A word from PCNSW


This month, the Pharmacy Council of NSW published a notice regarding compounding pharmacies producing medicines for other pharmacies.

Perhaps it was in response to our recent advertorial in Australian Pharmacist, which can be found here:

More pharmacies are turning to compounding, but what is the true cost of business?

The unedited text from PCNSW is below:

Are you a compounding pharmacy who compounds for other stores in your banner group? Or provide compounded medication to other colleagues who do not offer a compounding service at their store but provide a “referral “service?
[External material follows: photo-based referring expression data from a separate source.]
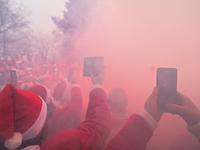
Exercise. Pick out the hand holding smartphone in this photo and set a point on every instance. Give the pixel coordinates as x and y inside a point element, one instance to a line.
<point>13,77</point>
<point>93,66</point>
<point>70,73</point>
<point>167,86</point>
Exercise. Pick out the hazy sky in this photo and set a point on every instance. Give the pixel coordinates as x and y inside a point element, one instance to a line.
<point>41,12</point>
<point>136,37</point>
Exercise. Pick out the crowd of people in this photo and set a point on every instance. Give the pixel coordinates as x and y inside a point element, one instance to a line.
<point>50,117</point>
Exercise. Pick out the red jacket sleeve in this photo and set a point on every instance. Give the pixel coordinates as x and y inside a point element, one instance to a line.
<point>133,136</point>
<point>90,134</point>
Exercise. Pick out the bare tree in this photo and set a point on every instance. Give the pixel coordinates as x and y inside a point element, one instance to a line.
<point>14,26</point>
<point>75,21</point>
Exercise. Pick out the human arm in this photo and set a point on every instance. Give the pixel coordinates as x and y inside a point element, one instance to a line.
<point>188,111</point>
<point>139,128</point>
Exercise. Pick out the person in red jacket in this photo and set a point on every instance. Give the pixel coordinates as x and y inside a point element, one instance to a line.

Both compounding pharmacists and “referral” pharmacists are reminded of their legislative obligations when entering into the provision of this type of third party service.

Recently there has been an increase in the number of complaints involving compounding pharmacists, some of which have been related to indirect supply of compounded products.

Compounding pharmacists are reminded that they must have the original prescription before the medication is supplied to the patient and the “referral” pharmacist is reminded that under no circumstances are they to relabel the compounded product, or take payment for the product.

Patients must be aware of who has prepared their medication, holding their medication records, and taking payment for the prescription.

The compounding pharmacist is responsible for contacting the patient in order to conduct a risk assessment and should provide counselling about appropriate use of the product.

Under no circumstances should compounding pharmacists provide large quantities of compounded product to be dispensed and labelled in a non-compounding store. This is in direct breach of the Therapeutic Goods Act 1989.

We are pleased to say that ACPHARM Compounding Services absolutely ticks all of these boxes, and will continue to do so to ensure the utmost compliance to state and federal regulations, protecting both your business and securing your patient’s safety.